/ds-project-template

Get hands-on experience with the DS project workflow.

Primary LanguageJupyter Notebook

Overview

This assessment is designed to get hands-on experience with the DS project workflow (missing values, outlier handling, standardization, visualization, APIs, etc..). It comprises two main components:

  1. Python Project: Missing values, outlier handling, standardization, visualization.
  2. Flask App: Provides RESTful APIs to interact with the dataset.

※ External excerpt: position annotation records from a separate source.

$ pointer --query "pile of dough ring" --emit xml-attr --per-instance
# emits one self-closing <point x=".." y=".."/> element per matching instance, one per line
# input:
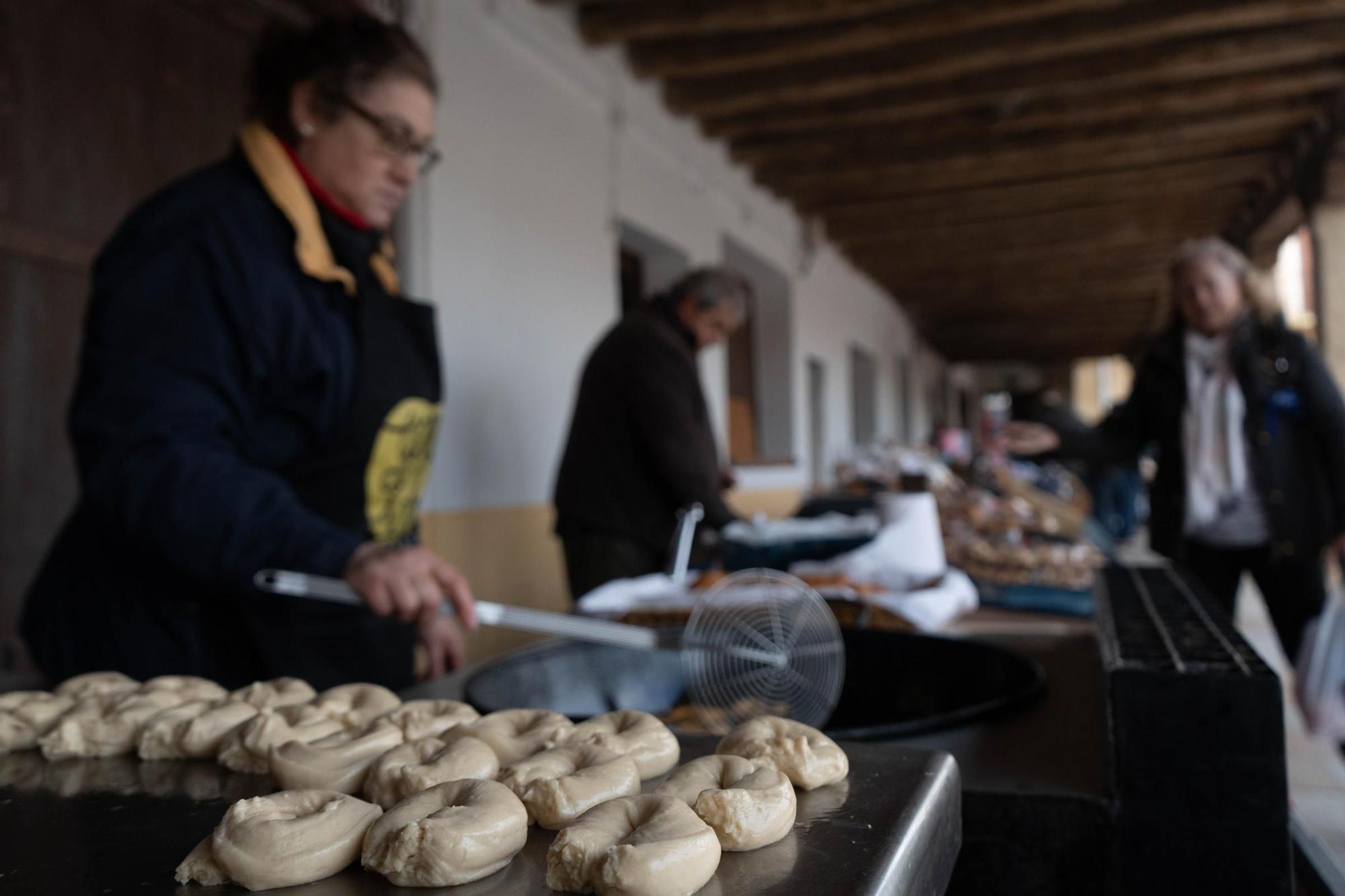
<point x="96" y="684"/>
<point x="29" y="715"/>
<point x="808" y="756"/>
<point x="420" y="764"/>
<point x="185" y="686"/>
<point x="293" y="837"/>
<point x="450" y="792"/>
<point x="649" y="845"/>
<point x="357" y="705"/>
<point x="430" y="717"/>
<point x="560" y="784"/>
<point x="204" y="736"/>
<point x="248" y="747"/>
<point x="631" y="733"/>
<point x="337" y="762"/>
<point x="750" y="803"/>
<point x="514" y="733"/>
<point x="197" y="729"/>
<point x="104" y="725"/>
<point x="450" y="834"/>
<point x="278" y="692"/>
<point x="161" y="736"/>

The assessment is divided into three parts:

  1. Data Cleaning and Preparation
  2. Statistical Analysis
  3. Data Visualization

Part 1: Data Cleaning and Preparation

Objective

Clean a dataset by handling missing values, treating outliers, and standardizing data formats.

Dataset

  • The dataset includes columns such as ID, Name, Date_of_Birth, Salary, and Department.

Steps

  1. Handling Missing Values:

    • Filled missing IDs with unique values.
    • Imputed missing dates of birth using a default date or placeholder.
    • Replaced missing salary values with the mean salary.
  2. Outlier Treatment:

    • Identified and removed or adjusted salary outliers.
    • Corrected negative salary values.
  3. Standardization:

    • Converted all date formats to a consistent YYYY-MM-DD format.

Code

The data cleaning process is implemented in data_cleaning.py.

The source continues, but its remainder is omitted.